Joel Green in his commentary on 1 Peter believes Peter has a trick up his sleeve as well. Peter is using this household code to speak not just to slaves and wives, but to speak to everyone who is in the subordinate category, which would have included just about everyone reading the letter. Peter uses these examples to tells everyone how they should respond when people assert power over them. This becomes clearer from 1 Peter 3:8-9

Finally, all of you, be like-minded, be sympathetic, love one another, be compassionate and humble. Do not repay evil with evil or insult with insult. On the contrary, repay evil with blessing, because to this you were called so that you may inherit a blessing.

Peter again tells everyone to respond to evil the way he has told slaves and women to respond to those who have authority. He says do not repay evil with evil or insult with insult. WHY! Peter does not see non-believers as enemies to be conquered, but as people in need of redemption. Christians are not living for themselves anymore; they are living under the reign of King Jesus. Christians are no longer their own, they are the property of God.

These words in 1 Peter amaze me because they go against our natural inclinations. Some years back Ricky Martin made a name for himself singing "Livin' la Vida Loca," which means, “Living the Crazy Life.” The song is about a girl who does crazy things, for example, the first line begins by saying that she is into voodoo dolls. She has an addiction for every day of the week. As I was reading the song lyrics, her life seemed to remind me of the NORMAL life that I see portrayed on TV. It seems to me that the life Peter is telling Christians is more the example of the crazy life. It is very counter-cultural to love someone when they hate you. It is crazy to think that we can introduce the gospel of Jesus to people without having political clout. The task of following Christ in a non-Christian world is the true “Crazy Life.”

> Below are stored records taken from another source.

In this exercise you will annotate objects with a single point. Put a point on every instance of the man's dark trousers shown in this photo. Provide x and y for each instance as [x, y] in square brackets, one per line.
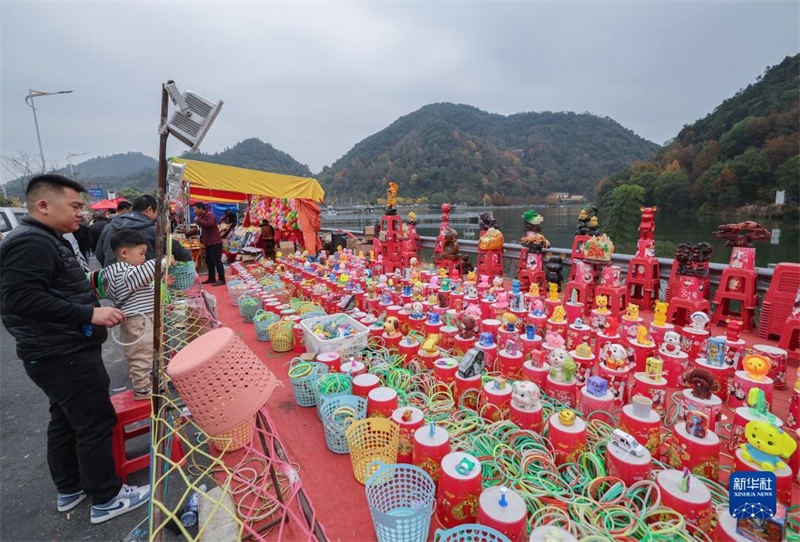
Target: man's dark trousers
[82, 419]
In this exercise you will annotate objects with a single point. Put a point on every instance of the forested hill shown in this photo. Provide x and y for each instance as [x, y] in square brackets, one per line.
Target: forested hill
[255, 154]
[739, 154]
[460, 153]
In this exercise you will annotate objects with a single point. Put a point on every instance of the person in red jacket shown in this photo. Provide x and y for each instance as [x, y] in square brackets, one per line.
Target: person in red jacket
[210, 237]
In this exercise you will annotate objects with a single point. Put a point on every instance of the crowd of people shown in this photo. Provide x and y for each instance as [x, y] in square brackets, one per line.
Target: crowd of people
[49, 301]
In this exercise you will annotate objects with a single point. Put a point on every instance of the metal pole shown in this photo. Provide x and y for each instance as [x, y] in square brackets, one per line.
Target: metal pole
[160, 491]
[36, 122]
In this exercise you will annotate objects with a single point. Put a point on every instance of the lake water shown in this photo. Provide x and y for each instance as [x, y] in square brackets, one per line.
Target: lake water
[560, 223]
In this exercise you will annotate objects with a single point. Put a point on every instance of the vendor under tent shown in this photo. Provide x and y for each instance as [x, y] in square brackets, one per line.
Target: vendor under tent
[106, 204]
[299, 196]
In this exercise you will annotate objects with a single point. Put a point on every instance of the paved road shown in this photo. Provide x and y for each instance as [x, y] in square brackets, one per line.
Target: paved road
[27, 494]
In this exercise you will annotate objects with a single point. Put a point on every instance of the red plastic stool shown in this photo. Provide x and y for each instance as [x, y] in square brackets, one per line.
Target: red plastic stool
[616, 298]
[129, 412]
[585, 293]
[490, 263]
[790, 337]
[680, 310]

Moving to the end of this section, Peter continues this theme with very good advice:

If you speak, you should do so as the one who speaks the very words of God. If you serve, you should do so with the strength God provides so in all things God may be praised through Jesus Christ. To him be the glory and the power forever and ever. Amen.

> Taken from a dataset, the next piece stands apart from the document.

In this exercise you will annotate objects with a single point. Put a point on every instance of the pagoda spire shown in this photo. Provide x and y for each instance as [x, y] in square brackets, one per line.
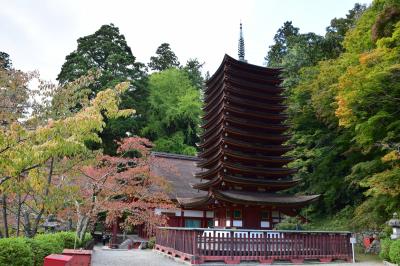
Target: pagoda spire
[241, 45]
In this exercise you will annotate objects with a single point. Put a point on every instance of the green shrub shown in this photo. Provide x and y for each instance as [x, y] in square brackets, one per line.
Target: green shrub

It seems that Peter brings this unit to a closure by going back to the basics. If his audience is at a lose for how to live the crazy, counter-cultural, not-so-popular Christian life, then he tells them to do everything they do in order to bring glory to God. If we are struggling with the way we live our lives, we can ask this basic question, “Are our words and actions bringing glory to God or are they an attempt to bring glory to me?”

Next weekend our band, some of our college students, and some of our young adults are going to a conference in Atlanta called Passion. Passion began as a ministry to reach college students and it has now gone world wide. One of the things I like about Passion is that they are upfront about their purpose: They are not about playing good music or bringing creative messages, although most would say they do, their primary purpose is to bring glory to God. We can learn from the Passion movement and live our lives in such a way that everything we say and do brings glory to God. I believe when we get back to this, we will be able to live the crazy life God calls us to.